Выбрать главу

Однако на надгробии Марии не значится «Графиня де Перрего», а выгравировано её настоящее девичье имя: Альфонсина Дюплесси.

Но даже после смерти Мари та странная невинность, которую нашёл в ней Александр, продолжала магически влиять на людей. Мари стала святой.

Спустя более ста лет на Монмартрском кладбище, в аллее Святого Карла, на мраморной плите и сегодня почти всегда лежат красные и белые камелии; их приносит сюда множество женщин, которые надеются благодаря заступничеству этой не признанной церковью святой добиться в любви счастья, не выпавшего на долю Мари.

Глава XXXIII

ДВА ПИСАТЕЛЯ

Самая непонятная черта в характере Дюма-отца — это его суеверность. Сам Дюма себя суеверным не считал, утверждая, будто для этого он слишком умён. На сей счёт приводят рассказ о дюжине бродячих собак, нашедших приют у него в усадьбе; Дюма, с учётом его шотландского пойнтера Причарда, пришлось кормить чёртову дюжину.

Когда его садовник предложил выгнать дюжину пришельцев, Дюма возразил:

   — Вы понимаете, это число тринадцать мне неприятно. Если с одной из этих собак случится несчастье, я буду чувствовать себя виноватым.

   — Ну хорошо, — возразил садовник, — тогда позвольте мне избавить вас хотя бы от одной; тем самым их останется двенадцать.

   — Но ведь именно это и предсказывает число тринадцать! Несчастье одной из тринадцати! Нет, Мишель, лучше принять ещё одного бродячего пса; у нас их будет четырнадцать, и все останутся живы.

   — Хорошо, если вам так угодно... — со вздохом согласился садовник. — Но я, позвольте мне заметить, весьма удивлён, что вы, господин Дюма, человек такой образованный, так суеверны!

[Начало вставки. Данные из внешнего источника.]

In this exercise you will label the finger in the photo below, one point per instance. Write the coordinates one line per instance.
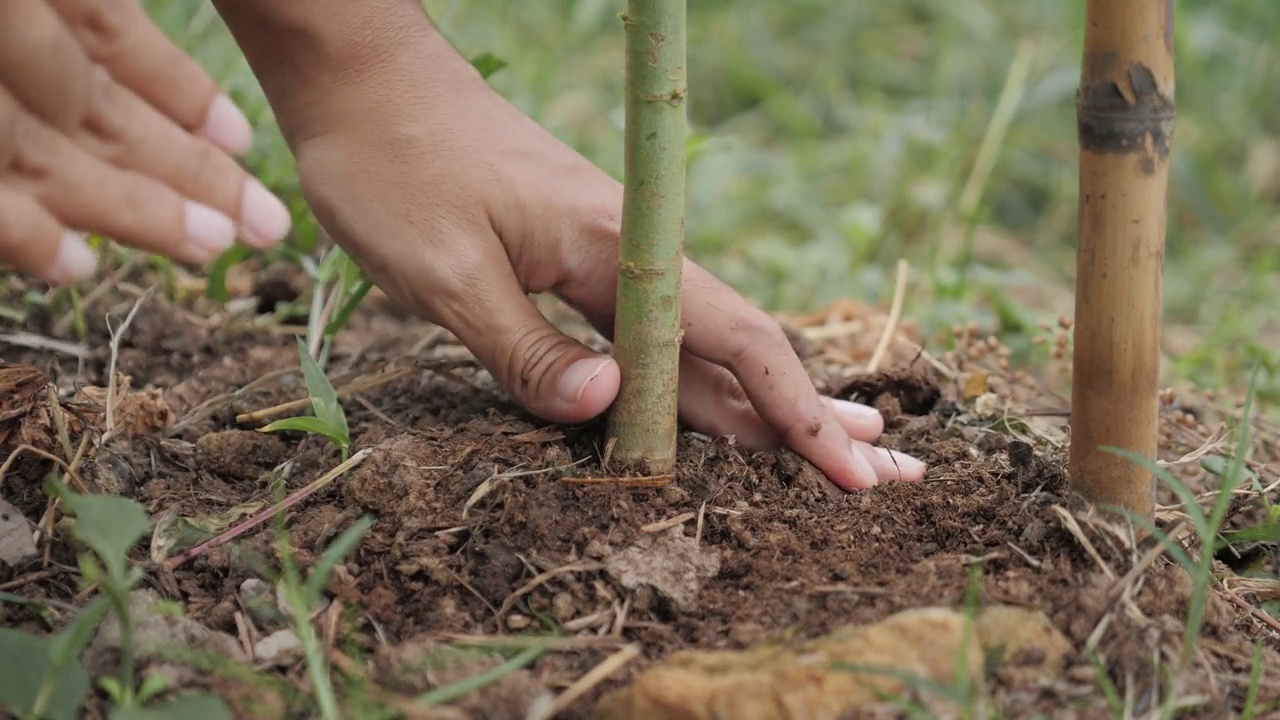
(713, 402)
(42, 64)
(86, 192)
(723, 328)
(127, 132)
(891, 465)
(122, 37)
(548, 373)
(33, 242)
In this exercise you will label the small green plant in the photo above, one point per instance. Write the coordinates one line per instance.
(304, 595)
(42, 678)
(329, 419)
(337, 288)
(1207, 527)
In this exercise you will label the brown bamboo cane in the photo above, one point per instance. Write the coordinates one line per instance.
(1125, 122)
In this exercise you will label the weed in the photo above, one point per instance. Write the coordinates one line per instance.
(302, 596)
(1207, 528)
(329, 419)
(41, 677)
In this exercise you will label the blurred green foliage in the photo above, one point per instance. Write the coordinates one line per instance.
(835, 137)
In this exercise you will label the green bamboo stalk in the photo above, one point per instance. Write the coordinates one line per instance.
(647, 326)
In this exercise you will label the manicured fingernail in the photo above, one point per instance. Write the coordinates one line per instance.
(908, 466)
(580, 374)
(863, 466)
(76, 260)
(227, 127)
(266, 220)
(208, 231)
(854, 410)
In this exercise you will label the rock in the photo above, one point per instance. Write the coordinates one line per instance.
(17, 542)
(1023, 643)
(670, 563)
(277, 645)
(259, 600)
(159, 627)
(848, 670)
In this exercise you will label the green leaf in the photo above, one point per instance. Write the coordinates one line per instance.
(488, 63)
(338, 550)
(191, 706)
(215, 283)
(108, 524)
(26, 661)
(68, 643)
(348, 306)
(113, 688)
(324, 399)
(314, 425)
(467, 686)
(1223, 468)
(330, 264)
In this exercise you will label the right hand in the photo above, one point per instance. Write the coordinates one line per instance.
(106, 127)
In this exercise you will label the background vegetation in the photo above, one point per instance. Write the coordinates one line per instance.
(833, 137)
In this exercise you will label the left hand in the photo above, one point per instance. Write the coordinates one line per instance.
(458, 205)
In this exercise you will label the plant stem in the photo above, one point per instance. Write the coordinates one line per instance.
(117, 589)
(1125, 121)
(647, 327)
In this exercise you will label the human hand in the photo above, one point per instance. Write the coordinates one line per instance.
(106, 127)
(457, 205)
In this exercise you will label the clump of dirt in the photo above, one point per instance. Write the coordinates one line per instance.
(490, 525)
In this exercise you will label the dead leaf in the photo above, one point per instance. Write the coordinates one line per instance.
(671, 563)
(137, 413)
(22, 399)
(974, 384)
(17, 543)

   — Это я суеверный? — негодующе воскликнул Дюма. — Ничего подобного!

Когда Дюма обвиняли в суеверности, он отнекивался:

   — У сердца свои резоны, которых разум не признает; я хочу, чтобы у меня было спокойно на душе.

Как правило, интеллектуалам было трудно понять его склад ума.

Александр, например, как-то застал отца сидящим за небольшим письменным столом; его лицо было залито слезами.

   — Папа, что с тобой? — испугался Александр. — Ты заболел?

   — Нет, мой мальчик, — ответил Дюма, сотрясаясь от рыданий и обнимая сына, — я не заболел. Я убил его!

   — Кого?

   — Портоса! Моего великого и благородного Портоса, замечательного мушкетёра, которого я сам сотворил, с кем шесть лет прожил душа в душу. Мне пришлось убить его ради того, чтобы заинтересовать своих читателей! Убить собственное дитя! Какой позор!

Через два дня читатели, раскрыв газету, могли прочесть на месте «куска» из излюбленного ими романа-фельетона заметку следующего содержания: «Господин Александр Дюма, потрясённый смертью Портоса, о которой мы сообщили вчера, уехал в свой родной город Виллер-Котре, чтобы провести там неделю траура».

Английские читатели, однако, обратили внимание, что период траура подозрительным образом совпал с началом охотничьего сезона; скоро все узнали, что в день открытия охоты Дюма уложил в местном лесу три крупных косули, чем и хвастался; это и подсказало британскому критику мысль, будто Дюма убил Портоса для того, чтобы отправиться в Виллер-Котре отдохнуть и поохотиться.

Но если мы хотим знать, был ли Дюма суеверен, решающее значение в выяснении этого вопроса приобретает пресловутое дело Эжена де Мирекура. Начало ему было положено на собрании Общества литераторов, членами которого тогда состояли и Дюма-отец и Дюма-сын, поскольку последний тоже неким образом стал писателем.

Писателем Александр стал по настоянию отца, который укорял сына за то, что тот, имея десять пальцев, не пользуется ими, чтобы сочинять.

Первые опыты Дюма-сына, маленькие посредственные романы «Грехи молодости», «Жизнь в двадцать лет», «Приключения четырёх женщин и попугая», «Цезарина», были опубликованы лишь благодаря настойчивости Дюма-отца. Убедившись, что таланта он лишён, Александр чувствовал себя униженным.

Но в один из вечеров Александр вновь вспомнил самый печальный, полный мучительных терзаний день, когда вернулся из Испании и узнал о продаже с торгов имущества Мари Дюплесси; поняв, что он ускорил смерть возлюбленной, Александр вдруг расплакался.

Обливаясь слезами, Александр тотчас взялся за перо. Впервые он писал так, как, не раз наблюдал Александр, пишет отец; он до такой степени был захвачен, потрясён своей темой, что даже снял комнату, чтобы никто не мешал ему изливать на бумаге свои чувства.